As with the Leahy bill, the transparency procedures simply don’t count the non-communications production under traditional Section 215. Though the means by which it counts exclusively communication has changed to “unique identifiers used to communicate information collected pursuant to such orders,” which the bill doesn’t define.
For the CDR function, it includes that (which should show some kind of return, though given that they’re not chaining exclusively on calls made any more, may exclude some of the production because it represents a “connection” chain rather than a “contact” chain). But then it adds a paragraph to track back door searches.

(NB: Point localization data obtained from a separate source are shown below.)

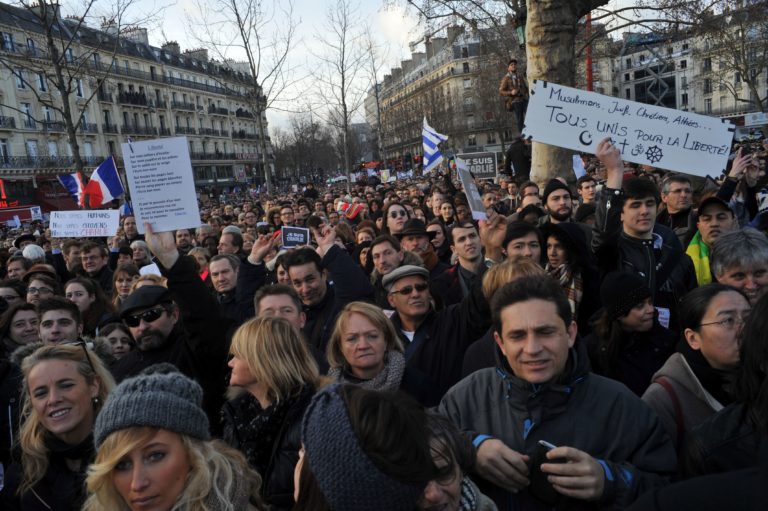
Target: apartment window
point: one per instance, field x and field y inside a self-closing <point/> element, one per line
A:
<point x="5" y="150"/>
<point x="19" y="74"/>
<point x="8" y="44"/>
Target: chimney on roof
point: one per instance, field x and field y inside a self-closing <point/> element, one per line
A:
<point x="172" y="47"/>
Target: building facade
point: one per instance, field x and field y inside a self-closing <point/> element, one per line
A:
<point x="122" y="87"/>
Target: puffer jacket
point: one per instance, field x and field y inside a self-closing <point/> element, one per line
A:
<point x="661" y="261"/>
<point x="582" y="410"/>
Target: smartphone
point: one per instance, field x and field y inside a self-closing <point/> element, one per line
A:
<point x="540" y="486"/>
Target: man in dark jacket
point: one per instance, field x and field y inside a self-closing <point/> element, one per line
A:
<point x="310" y="272"/>
<point x="626" y="237"/>
<point x="435" y="341"/>
<point x="154" y="313"/>
<point x="549" y="433"/>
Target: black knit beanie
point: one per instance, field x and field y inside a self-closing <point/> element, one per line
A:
<point x="621" y="291"/>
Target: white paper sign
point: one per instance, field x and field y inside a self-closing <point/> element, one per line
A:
<point x="646" y="134"/>
<point x="85" y="223"/>
<point x="470" y="190"/>
<point x="162" y="184"/>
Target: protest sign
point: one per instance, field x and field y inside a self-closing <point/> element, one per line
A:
<point x="85" y="223"/>
<point x="470" y="189"/>
<point x="162" y="185"/>
<point x="481" y="165"/>
<point x="578" y="166"/>
<point x="295" y="236"/>
<point x="645" y="134"/>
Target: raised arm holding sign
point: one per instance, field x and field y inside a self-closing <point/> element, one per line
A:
<point x="645" y="134"/>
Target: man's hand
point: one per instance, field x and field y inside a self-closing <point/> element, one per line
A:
<point x="581" y="477"/>
<point x="502" y="466"/>
<point x="261" y="247"/>
<point x="610" y="156"/>
<point x="162" y="245"/>
<point x="325" y="236"/>
<point x="492" y="232"/>
<point x="740" y="164"/>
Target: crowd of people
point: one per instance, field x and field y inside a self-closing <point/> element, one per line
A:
<point x="590" y="345"/>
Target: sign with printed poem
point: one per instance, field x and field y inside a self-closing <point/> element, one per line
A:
<point x="645" y="134"/>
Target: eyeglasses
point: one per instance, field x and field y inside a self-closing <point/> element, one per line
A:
<point x="409" y="289"/>
<point x="149" y="316"/>
<point x="728" y="323"/>
<point x="39" y="291"/>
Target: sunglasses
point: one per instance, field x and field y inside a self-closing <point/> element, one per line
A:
<point x="409" y="289"/>
<point x="149" y="316"/>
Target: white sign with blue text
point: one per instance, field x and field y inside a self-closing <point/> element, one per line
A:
<point x="646" y="134"/>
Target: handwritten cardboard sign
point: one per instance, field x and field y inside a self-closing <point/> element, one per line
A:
<point x="646" y="134"/>
<point x="481" y="165"/>
<point x="470" y="189"/>
<point x="85" y="224"/>
<point x="295" y="236"/>
<point x="162" y="185"/>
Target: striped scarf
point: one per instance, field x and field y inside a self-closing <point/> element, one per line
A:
<point x="698" y="251"/>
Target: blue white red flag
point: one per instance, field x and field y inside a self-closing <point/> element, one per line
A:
<point x="74" y="185"/>
<point x="105" y="184"/>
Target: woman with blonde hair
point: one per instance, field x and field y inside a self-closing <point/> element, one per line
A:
<point x="482" y="353"/>
<point x="365" y="350"/>
<point x="64" y="390"/>
<point x="277" y="375"/>
<point x="155" y="452"/>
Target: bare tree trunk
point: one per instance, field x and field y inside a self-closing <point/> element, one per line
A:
<point x="550" y="35"/>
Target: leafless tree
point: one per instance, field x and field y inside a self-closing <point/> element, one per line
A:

(C) the number of search terms that included information concerning a United States person that were used to query any database of call detail records obtained through the use of such orders;
This reveals the unsurprising detail that once they’ve collected all these records – under which, in the current scheme, they can be subject to all of NSA’s analytical toys – they do back door searches on them. It’s not clear what would be counted here or not (is a device identifier “concerning” a US person?). But this also would seem to exclude analysis done immediately upon intake, which we’ve seen that they do.
And, in case you haven’t already guessed, the FBI is exempted from counting the searches they do of the database, which likely means for them the data will be stuck into the database that gets searched with every assessment. That likely is new. I would bet a good deal that this data will come into the government via the FBI, rather than the NSA (because the FBI can legally share more widely, and because there’s no great technical burden to process the data as there currently is with the phone dragnet). In other words, whereas now the NSA must certify every dissemination to the FBI that is derivative of the phone dragnet, under this scheme, the FBI will be able to get everything in raw form.